ISR 70-03 is a good compromise between an
adhesive and a sealant. ISR 70-03 is suitable for
making elastic constructive joints, which also
require a high strength. ISR 70-03 is based on Silyl
Modified Polymer.

. Solvent, isocyanate- and PVC free.
. Very good UV-resistance and ageing
properties.
. In general good adhesion on several substrates
without the use of a primer.
. Permanent elastic within temperatures from –
40°C till +120°C.
. Neutral, odourless and fast curing.

Bostik has a technical data sheet on its Australian website (and very likely on its US website): http://www.bostik.com.au/industry-products-catalogue-sheet-28653-simson_isr_70-03-m-115-g-0.html

Bil

In Australia, Bostik does not distribute Simson ISR 70-03 to retail hardware stores.

The ISR apparently represents ‘industry special range’. So this modified silyl polymer sealant/adhesive is therefore distributed only to firms in various industries. It’s much used by auto repairers, particularly for sealing windscreens to rubber gaskets and so on. So auto glass repair shops are a source in Aus. It shows up on online retailers such as ebay.com.au too.

A skin forms after about 10 minutes; that skin will accept paint. Cure/polymerization time depends on thickness. As a bedding compound and on a warm day, I reckon curing (and adhesion etc) is complete within one hour. Bostik reportedly does make a slow kick version, with the moniker Simson ISR 70-03 SSK; I’ve not seen it.

The minimum size is a caulking gun cartridge (290 ml). Nothing smaller so you need to work fast (and refrigerate a partly used cartridge).

Bostik also has Simson MSR 70-03 where the M represents Marine. According to the master ship’s carpenter who is my source, the Marine version is only different by fire retardant characteristic.

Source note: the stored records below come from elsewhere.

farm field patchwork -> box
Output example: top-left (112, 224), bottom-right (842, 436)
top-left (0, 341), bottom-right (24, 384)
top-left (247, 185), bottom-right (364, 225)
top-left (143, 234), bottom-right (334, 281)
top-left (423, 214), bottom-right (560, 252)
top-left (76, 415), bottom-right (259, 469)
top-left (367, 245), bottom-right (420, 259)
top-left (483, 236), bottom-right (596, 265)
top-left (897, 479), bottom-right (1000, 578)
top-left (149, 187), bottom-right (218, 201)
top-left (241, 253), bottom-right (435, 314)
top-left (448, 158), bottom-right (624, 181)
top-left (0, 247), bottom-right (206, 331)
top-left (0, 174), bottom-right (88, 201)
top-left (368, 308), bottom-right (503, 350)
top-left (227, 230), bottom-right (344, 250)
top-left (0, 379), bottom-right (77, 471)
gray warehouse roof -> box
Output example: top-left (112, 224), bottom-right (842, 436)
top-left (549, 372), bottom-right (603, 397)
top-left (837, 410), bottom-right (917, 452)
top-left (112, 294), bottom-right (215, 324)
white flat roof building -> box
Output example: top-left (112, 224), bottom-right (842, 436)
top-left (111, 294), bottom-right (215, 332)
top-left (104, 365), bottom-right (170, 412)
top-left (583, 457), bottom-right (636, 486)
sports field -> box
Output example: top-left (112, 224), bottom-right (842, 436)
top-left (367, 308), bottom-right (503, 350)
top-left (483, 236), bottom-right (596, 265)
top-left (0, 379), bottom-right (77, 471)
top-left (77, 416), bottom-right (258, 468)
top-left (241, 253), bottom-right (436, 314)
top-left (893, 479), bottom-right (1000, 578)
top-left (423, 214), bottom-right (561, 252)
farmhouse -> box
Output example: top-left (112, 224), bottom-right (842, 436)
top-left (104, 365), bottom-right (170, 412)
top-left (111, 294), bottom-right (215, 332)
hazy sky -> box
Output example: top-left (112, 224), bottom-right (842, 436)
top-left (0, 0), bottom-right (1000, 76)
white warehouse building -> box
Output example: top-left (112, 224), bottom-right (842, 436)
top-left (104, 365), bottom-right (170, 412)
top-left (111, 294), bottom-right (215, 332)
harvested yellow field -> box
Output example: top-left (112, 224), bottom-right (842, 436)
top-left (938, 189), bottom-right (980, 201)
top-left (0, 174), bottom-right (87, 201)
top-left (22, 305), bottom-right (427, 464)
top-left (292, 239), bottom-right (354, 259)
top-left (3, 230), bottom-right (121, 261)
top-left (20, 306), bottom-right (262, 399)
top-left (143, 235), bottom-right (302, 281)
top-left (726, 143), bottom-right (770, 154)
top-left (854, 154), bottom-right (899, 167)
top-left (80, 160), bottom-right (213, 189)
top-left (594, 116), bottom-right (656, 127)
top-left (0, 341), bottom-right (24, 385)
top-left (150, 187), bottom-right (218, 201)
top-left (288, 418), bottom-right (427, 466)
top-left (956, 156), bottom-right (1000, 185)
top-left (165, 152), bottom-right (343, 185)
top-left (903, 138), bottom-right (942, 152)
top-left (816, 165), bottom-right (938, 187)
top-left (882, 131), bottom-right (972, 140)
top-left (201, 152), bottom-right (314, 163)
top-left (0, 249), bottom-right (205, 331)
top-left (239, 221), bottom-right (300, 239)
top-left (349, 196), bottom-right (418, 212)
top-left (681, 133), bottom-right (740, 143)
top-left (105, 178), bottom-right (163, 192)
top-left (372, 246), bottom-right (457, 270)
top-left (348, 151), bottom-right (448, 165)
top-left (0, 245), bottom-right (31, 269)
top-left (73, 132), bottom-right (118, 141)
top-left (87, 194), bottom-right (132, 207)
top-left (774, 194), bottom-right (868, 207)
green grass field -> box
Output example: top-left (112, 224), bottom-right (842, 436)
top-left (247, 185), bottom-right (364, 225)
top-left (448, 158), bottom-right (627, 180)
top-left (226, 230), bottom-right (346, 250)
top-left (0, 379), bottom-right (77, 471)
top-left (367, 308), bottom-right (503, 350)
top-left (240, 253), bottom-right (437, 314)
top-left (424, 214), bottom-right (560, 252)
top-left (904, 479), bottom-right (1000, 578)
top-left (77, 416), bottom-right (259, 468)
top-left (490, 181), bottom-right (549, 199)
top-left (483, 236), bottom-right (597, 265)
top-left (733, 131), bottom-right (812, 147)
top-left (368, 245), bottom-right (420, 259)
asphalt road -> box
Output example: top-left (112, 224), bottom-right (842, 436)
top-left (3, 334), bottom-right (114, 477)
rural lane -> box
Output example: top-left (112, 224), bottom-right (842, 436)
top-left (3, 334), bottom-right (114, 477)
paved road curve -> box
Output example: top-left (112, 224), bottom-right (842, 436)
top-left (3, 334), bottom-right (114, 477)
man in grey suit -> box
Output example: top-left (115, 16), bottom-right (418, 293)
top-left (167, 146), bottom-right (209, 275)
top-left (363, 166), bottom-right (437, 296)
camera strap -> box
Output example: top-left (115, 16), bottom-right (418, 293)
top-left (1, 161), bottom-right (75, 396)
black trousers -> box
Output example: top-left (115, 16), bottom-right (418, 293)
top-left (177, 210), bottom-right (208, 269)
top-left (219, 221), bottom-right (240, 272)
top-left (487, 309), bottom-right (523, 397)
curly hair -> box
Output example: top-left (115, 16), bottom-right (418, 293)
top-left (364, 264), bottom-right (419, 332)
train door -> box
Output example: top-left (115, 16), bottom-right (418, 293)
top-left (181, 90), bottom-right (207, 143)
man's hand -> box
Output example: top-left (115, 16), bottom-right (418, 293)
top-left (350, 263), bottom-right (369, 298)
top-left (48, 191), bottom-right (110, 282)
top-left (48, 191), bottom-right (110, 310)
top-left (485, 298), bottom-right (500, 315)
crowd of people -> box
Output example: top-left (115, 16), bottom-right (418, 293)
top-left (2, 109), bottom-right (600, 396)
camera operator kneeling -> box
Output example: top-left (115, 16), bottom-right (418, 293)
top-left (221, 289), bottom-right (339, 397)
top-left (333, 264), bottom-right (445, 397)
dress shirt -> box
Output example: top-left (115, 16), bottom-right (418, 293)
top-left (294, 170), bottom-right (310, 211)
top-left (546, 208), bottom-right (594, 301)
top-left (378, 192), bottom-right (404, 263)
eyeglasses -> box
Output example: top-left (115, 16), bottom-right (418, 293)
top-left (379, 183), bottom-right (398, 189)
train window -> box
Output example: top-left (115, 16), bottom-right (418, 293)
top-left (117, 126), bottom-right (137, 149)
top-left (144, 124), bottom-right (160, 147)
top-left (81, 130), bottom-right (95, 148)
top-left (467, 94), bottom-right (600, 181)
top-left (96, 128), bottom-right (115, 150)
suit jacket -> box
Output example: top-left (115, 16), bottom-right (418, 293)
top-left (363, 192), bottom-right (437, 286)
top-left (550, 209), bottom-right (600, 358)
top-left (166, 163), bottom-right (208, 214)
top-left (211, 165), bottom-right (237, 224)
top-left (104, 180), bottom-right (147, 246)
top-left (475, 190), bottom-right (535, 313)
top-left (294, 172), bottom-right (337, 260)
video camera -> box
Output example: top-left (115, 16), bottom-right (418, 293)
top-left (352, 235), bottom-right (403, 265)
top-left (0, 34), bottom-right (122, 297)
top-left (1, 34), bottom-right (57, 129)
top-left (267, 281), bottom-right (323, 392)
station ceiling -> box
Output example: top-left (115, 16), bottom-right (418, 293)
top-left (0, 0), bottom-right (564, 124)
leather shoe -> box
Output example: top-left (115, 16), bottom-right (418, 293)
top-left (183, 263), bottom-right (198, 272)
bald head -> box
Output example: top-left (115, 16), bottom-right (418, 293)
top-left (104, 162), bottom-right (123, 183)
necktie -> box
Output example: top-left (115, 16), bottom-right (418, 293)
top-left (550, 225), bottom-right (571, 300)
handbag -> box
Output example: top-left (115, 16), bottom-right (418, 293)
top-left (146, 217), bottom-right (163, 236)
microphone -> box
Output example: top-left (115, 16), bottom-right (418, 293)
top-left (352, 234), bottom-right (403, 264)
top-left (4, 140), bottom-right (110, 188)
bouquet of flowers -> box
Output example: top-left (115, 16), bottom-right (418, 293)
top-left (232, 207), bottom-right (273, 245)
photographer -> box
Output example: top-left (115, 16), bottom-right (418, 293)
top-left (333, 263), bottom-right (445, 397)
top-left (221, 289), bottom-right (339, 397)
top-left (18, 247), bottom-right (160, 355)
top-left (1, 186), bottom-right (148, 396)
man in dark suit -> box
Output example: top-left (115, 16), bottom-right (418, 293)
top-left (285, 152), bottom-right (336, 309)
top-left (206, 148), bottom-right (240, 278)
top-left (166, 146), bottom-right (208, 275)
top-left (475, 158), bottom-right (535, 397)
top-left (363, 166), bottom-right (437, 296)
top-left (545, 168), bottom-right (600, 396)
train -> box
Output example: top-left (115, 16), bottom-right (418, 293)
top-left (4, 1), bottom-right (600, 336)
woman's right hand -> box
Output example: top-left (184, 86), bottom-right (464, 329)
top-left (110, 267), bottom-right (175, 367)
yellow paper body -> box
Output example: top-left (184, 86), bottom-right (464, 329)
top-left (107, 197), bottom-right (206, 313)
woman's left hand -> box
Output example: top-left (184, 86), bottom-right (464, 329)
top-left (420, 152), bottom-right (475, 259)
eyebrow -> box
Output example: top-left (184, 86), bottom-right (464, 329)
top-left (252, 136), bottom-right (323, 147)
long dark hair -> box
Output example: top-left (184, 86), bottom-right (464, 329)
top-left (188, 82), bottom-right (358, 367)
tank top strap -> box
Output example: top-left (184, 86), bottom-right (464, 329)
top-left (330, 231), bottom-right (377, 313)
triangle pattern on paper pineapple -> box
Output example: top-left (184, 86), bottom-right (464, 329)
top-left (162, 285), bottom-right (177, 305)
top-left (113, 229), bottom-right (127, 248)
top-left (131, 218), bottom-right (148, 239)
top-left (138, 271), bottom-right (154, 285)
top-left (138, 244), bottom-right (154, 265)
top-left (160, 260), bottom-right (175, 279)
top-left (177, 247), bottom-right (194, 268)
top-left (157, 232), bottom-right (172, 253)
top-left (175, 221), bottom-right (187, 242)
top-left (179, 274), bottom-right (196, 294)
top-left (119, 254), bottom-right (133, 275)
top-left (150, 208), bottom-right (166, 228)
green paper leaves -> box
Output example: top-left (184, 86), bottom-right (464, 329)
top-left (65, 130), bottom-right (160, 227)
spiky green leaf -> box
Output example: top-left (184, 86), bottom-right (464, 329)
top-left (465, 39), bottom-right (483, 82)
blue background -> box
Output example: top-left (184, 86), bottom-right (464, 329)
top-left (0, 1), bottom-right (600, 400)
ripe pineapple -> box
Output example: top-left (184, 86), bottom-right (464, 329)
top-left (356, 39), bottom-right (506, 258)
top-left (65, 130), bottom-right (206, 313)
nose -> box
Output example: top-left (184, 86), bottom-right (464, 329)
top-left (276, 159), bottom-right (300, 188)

Bostik apparently bought Simson, a Netherlands firm, in 2008 so it could obtain the rights to this silyl polymer compound. And since then, shipwrights have been preferring Simson ISR 70-03 over older polysulfide and polyurethane bedding/caulking compounds. Supposedly far superior to 3M 5200, Sikaflex etc. My contact reckons that the original Netherlands firm, Simson, invented or developed modified silyl polymer.